Chris Brady of Teres told me of a way to improve cueing even more by re-shaping the cueing support. Moving the cueing support point farther from the pivot improves its mechanical advantage and makes the cueing height and speed adjustments less touchy. This mod is easier than it sounds and requires only a length of coat hanger (!), but I don’t have pix and haven’t yet done it myself.

4. Changing the cueing height affects the point where anti-skate kicks in. (Yes, it's weird.) Once cueing height is satisfactory, adjust the short pin that sticks out of the front of the cueing frame. That pin controls where the anti-skate dogleg first engages the knot on the string.

5. The Tri-Planar comes with three counterweight donuts of differing masses. Many cartridges can be balanced using either of two. The arm usually tracks best with the heaviest donut that will work, mounted closer to the pivot. Of course this also reduces effective mass, which may or may not be sonically desirable depending on the cartridge. It also leaves more room for Tip #6.
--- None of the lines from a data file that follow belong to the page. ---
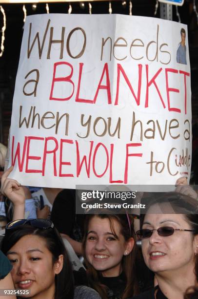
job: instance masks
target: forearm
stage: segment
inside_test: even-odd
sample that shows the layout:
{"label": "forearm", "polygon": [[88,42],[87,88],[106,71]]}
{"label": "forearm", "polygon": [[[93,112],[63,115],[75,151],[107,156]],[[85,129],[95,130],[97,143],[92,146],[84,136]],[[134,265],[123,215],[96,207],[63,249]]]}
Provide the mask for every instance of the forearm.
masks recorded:
{"label": "forearm", "polygon": [[13,216],[12,220],[24,219],[25,214],[25,203],[20,205],[13,205]]}

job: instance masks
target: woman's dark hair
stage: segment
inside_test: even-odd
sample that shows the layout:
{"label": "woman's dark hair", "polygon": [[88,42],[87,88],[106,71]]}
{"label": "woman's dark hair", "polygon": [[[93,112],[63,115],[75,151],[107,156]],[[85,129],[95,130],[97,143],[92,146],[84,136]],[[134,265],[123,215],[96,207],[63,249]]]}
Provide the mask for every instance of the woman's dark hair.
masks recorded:
{"label": "woman's dark hair", "polygon": [[55,276],[54,298],[73,299],[74,280],[72,266],[61,237],[55,228],[40,229],[25,224],[17,229],[8,230],[1,243],[1,251],[6,255],[21,237],[27,235],[29,235],[30,237],[31,235],[38,236],[45,241],[47,249],[52,255],[53,263],[58,260],[60,255],[63,256],[62,270]]}
{"label": "woman's dark hair", "polygon": [[[144,199],[147,202],[148,209],[154,205],[167,203],[166,207],[163,206],[161,214],[170,214],[169,205],[173,209],[172,213],[183,214],[186,221],[189,224],[191,229],[194,231],[192,234],[194,236],[198,235],[198,201],[192,197],[177,192],[167,192],[156,193],[150,197]],[[164,210],[165,209],[165,210]],[[141,215],[140,226],[142,226],[145,217]],[[197,244],[198,245],[198,244]],[[197,281],[198,282],[198,255],[195,255],[195,270]]]}
{"label": "woman's dark hair", "polygon": [[[108,219],[109,220],[111,230],[114,235],[116,235],[114,226],[114,221],[116,221],[120,225],[120,234],[123,236],[126,241],[132,237],[135,241],[135,235],[133,227],[133,219],[130,218],[130,223],[128,221],[126,214],[99,214],[87,215],[84,223],[84,232],[82,241],[82,250],[84,260],[87,267],[87,277],[89,286],[97,291],[102,299],[107,298],[107,287],[100,282],[102,276],[101,272],[94,269],[93,266],[88,261],[85,255],[87,234],[88,233],[89,221],[94,217],[99,217],[101,219]],[[137,254],[137,248],[136,241],[132,252],[127,256],[123,256],[122,260],[122,271],[126,279],[126,285],[125,290],[122,295],[122,299],[125,299],[128,297],[137,295],[139,292],[137,283],[137,278],[136,275],[136,260]]]}

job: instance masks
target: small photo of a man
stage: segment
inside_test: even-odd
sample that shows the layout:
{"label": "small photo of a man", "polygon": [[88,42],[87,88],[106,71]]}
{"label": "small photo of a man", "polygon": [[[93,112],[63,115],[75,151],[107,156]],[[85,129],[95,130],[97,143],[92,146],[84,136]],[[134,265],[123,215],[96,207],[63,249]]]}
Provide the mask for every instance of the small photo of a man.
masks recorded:
{"label": "small photo of a man", "polygon": [[181,41],[178,44],[177,50],[177,62],[182,64],[187,64],[186,46],[185,44],[186,31],[183,28],[181,29],[180,33]]}

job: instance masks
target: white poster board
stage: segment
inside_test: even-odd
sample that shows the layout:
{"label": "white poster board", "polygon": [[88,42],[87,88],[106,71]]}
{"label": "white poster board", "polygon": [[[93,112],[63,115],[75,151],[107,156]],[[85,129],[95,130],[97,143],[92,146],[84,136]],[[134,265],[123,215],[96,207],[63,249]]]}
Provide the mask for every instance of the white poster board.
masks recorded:
{"label": "white poster board", "polygon": [[189,177],[187,32],[185,25],[142,17],[27,17],[13,100],[12,177],[67,188]]}

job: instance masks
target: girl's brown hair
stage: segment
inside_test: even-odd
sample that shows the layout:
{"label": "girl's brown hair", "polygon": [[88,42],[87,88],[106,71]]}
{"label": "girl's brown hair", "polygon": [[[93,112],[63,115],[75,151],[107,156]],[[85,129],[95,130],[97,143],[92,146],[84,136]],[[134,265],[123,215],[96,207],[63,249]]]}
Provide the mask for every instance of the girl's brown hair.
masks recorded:
{"label": "girl's brown hair", "polygon": [[[88,261],[85,255],[86,243],[89,221],[94,217],[101,219],[108,219],[112,233],[115,234],[114,221],[119,223],[120,227],[120,234],[123,236],[126,241],[130,238],[135,241],[135,234],[134,230],[133,219],[128,217],[126,214],[99,214],[87,215],[84,224],[84,236],[82,241],[83,254],[87,267],[87,276],[89,286],[97,291],[102,299],[107,298],[107,287],[100,282],[102,274],[100,271],[94,269]],[[123,256],[122,260],[122,271],[126,278],[126,283],[124,291],[122,294],[122,299],[132,297],[138,294],[138,287],[137,275],[136,274],[136,262],[137,255],[137,248],[136,241],[131,252],[127,256]]]}

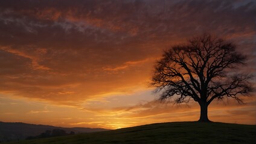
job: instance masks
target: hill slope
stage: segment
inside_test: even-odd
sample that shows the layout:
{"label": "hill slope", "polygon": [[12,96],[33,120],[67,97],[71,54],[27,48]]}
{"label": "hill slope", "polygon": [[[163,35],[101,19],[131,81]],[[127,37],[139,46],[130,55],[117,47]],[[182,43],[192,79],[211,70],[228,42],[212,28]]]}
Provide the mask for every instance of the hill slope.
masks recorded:
{"label": "hill slope", "polygon": [[[255,143],[256,125],[182,122],[20,141],[43,143]],[[11,142],[8,143],[16,143]]]}
{"label": "hill slope", "polygon": [[0,122],[0,141],[22,140],[28,136],[38,136],[46,130],[61,129],[68,133],[74,131],[75,133],[91,133],[106,131],[103,128],[63,128],[51,125],[28,124],[22,122]]}

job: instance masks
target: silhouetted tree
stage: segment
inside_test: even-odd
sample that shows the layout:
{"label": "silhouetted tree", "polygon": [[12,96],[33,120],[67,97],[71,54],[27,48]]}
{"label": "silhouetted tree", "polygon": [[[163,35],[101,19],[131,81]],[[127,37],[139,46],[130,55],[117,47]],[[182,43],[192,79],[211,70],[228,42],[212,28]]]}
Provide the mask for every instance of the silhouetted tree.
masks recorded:
{"label": "silhouetted tree", "polygon": [[235,46],[223,39],[204,34],[186,44],[164,51],[155,66],[151,85],[161,101],[174,97],[176,103],[193,99],[200,106],[199,121],[209,122],[208,106],[225,97],[242,103],[241,95],[254,91],[251,76],[238,70],[246,56]]}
6. For fine VTF adjustments don’t futz with the counterweight, there’s an easier way. Set the counterweight for the highest VTF you think you’ll need (ie, close to the pivot). Pick up some 1/4" I.D. O-rings from Home Depot. To reduce VTF a bit just slip an O-ring or two on the end stub. Thin O-rings reduce VTF by .01-.02g, thick ones by .04-.05g. Quick, cheap, effective. (For safety, always lock the arm down while adding or removing O-rings.)

7. When adjusting VTA, always bring the pointer to the setting you want by turning it counter-clockwise at least ¼ of a turn. This brings the arm UP to the spot you've selected, which takes up the slop in the threads. You can easily feel this happening.

Hope someone finds these useful. If you know any more, please bring ‘em on!
dougdeacon
You get red or basic black. No color coordination options at present. :-)

It is certainly safer to remove the cart and arm from the table, no argument about that. :-)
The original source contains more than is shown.